Bleidorn, W., Hopwood, C. J., Ackerman, R. A., Witt, E. A., Kandler, C., Riemann, R., . . . Donnellan, M. B. (2019). The healthy personality from a basic trait perspective. Journal of Personality and Social Psychology,

Abstract: What basic personality traits characterize the psychologically healthy individual? The purpose of this article was to address this question by generating an expert-consensus model of the healthy person in the context of the 30 facets (and 5 domains) of the Revised NEO Personality Inventory (Costa & McCrae, 1992) system of traits. In a first set of studies, we found that the healthy personality can be described, with a high level of agreement, in terms of the 30 facets of the NEO-PI-R. High levels of openness to feelings, positive emotions, and straightforwardness, together with low levels on facets of neuroticism, were particularly indicative of healthy personality functioning.
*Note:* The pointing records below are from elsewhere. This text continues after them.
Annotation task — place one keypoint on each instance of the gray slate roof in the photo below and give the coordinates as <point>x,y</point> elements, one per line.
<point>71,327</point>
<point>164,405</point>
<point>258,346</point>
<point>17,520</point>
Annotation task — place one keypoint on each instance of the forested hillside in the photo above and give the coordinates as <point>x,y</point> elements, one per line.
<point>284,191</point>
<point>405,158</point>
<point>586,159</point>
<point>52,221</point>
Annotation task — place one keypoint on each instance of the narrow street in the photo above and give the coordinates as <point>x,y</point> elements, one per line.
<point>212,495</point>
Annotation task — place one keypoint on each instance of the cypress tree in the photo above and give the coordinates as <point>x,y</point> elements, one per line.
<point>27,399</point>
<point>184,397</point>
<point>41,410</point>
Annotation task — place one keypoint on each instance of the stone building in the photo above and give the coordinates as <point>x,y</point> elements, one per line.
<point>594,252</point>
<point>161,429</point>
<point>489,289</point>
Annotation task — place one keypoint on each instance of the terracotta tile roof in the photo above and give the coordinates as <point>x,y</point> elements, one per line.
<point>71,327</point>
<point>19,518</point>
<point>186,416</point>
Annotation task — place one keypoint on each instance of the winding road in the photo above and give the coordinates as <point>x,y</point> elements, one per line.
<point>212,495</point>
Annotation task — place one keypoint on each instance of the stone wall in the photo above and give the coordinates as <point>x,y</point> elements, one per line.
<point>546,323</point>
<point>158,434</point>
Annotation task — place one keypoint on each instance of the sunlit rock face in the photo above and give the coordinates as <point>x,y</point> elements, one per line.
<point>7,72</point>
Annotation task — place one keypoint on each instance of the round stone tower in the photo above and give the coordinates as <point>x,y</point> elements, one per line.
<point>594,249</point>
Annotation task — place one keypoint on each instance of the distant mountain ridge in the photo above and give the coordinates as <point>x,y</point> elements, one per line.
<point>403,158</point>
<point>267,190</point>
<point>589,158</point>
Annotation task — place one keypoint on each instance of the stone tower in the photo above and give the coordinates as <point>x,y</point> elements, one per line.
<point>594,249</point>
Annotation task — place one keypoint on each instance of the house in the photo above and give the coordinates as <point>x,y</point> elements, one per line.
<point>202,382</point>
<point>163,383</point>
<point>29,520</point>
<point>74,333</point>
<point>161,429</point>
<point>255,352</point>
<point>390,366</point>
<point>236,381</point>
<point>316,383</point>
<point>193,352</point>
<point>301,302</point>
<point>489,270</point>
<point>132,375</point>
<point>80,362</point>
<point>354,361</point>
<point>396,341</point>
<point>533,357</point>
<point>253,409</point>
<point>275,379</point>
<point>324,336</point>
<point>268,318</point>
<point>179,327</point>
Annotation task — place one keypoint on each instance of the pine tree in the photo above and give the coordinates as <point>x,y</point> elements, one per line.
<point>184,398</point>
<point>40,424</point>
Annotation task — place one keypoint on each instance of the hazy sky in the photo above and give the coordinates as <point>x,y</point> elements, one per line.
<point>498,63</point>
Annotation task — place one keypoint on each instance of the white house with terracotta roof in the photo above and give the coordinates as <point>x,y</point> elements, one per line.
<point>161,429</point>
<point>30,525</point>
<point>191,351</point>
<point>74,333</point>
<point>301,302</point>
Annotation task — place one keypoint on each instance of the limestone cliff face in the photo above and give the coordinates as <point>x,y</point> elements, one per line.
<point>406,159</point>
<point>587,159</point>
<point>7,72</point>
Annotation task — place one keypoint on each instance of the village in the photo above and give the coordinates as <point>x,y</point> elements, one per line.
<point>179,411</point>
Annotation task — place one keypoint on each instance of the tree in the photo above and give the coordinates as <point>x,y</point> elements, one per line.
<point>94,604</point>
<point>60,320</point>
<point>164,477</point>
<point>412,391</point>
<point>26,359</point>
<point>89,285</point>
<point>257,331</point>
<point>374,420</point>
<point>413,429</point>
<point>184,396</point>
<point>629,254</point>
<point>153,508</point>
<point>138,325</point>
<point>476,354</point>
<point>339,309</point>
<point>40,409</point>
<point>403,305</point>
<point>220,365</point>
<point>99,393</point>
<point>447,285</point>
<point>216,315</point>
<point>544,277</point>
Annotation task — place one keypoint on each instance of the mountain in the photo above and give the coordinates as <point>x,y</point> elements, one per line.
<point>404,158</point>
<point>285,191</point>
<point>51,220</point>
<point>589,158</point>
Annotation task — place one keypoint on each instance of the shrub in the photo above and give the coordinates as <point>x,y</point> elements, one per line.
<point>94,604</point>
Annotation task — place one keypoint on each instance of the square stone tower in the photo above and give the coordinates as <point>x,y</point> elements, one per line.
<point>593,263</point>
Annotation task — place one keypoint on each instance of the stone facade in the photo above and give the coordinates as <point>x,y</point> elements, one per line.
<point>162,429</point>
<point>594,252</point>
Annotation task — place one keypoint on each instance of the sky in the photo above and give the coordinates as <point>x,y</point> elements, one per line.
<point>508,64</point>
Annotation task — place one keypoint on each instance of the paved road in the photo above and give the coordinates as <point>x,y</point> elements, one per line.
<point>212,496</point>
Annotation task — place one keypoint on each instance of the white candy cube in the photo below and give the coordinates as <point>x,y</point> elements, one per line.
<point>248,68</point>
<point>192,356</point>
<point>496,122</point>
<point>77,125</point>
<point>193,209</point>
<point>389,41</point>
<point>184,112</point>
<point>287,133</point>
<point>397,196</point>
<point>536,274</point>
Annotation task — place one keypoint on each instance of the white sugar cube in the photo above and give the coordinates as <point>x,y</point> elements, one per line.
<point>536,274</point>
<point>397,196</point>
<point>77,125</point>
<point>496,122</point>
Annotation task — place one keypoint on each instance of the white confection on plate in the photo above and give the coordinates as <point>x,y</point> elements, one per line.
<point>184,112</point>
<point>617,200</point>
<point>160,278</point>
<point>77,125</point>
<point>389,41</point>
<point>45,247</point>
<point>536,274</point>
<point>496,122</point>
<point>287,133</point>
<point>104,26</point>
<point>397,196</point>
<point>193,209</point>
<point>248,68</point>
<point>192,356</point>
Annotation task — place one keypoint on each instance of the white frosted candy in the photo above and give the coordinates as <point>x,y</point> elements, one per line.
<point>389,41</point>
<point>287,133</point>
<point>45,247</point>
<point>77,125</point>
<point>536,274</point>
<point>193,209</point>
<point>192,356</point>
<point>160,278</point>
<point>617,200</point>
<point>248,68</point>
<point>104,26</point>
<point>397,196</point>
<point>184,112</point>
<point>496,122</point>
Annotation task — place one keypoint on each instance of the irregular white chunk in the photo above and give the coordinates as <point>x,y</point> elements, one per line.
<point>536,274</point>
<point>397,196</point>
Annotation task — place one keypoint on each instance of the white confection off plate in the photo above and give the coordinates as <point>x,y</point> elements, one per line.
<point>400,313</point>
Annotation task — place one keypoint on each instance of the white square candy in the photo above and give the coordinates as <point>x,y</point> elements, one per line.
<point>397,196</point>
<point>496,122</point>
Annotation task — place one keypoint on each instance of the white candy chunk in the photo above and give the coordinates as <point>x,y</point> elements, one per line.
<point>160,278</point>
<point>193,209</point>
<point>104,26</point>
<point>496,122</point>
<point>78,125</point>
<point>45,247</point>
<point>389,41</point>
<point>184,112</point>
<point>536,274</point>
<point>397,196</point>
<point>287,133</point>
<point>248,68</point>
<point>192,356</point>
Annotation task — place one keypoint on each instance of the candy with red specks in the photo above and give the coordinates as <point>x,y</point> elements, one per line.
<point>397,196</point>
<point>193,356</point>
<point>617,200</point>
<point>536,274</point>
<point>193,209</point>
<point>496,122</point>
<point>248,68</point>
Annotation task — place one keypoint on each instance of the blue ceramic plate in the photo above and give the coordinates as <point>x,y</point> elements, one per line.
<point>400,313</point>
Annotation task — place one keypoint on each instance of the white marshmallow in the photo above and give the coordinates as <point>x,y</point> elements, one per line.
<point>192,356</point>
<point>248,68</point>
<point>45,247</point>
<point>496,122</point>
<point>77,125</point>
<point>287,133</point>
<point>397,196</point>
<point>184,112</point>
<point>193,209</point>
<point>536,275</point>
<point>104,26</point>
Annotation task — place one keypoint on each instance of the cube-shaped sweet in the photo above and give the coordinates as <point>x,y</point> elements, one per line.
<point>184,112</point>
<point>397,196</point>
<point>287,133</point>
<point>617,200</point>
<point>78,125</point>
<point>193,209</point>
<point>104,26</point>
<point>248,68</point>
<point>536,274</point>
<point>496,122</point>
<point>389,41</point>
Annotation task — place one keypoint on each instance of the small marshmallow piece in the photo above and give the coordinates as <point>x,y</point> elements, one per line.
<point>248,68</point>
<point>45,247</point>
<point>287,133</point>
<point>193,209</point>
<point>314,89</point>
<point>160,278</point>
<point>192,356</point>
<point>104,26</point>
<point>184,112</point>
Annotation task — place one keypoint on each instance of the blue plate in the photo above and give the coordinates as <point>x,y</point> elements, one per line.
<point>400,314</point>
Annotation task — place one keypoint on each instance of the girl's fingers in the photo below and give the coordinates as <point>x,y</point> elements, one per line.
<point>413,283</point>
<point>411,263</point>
The expert-generated healthy personality profile was negatively correlated with profiles of pathological personality functioning and positively correlated with normative personality functioning. In a second set of studies, we matched the NEO-PI-R profiles of over 3,000 individuals from 7 different samples with the expert-generated healthy prototype to yield a healthy personality index. This index was characterized by good retest reliability and cross-rater agreement, high rank-order stability, and substantial heritability. Individuals with high scores on the healthy personality index were psychologically well-adjusted, had high self-esteem, good self-regulatory skills, an optimistic outlook on the world, and a clear and stable self-view. These individuals were low in aggression and meanness, unlikely to exploit others, and were relatively immune to stress and self-sufficient. We discuss the results in the light of their implications for both research and theory on healthy personality functioning.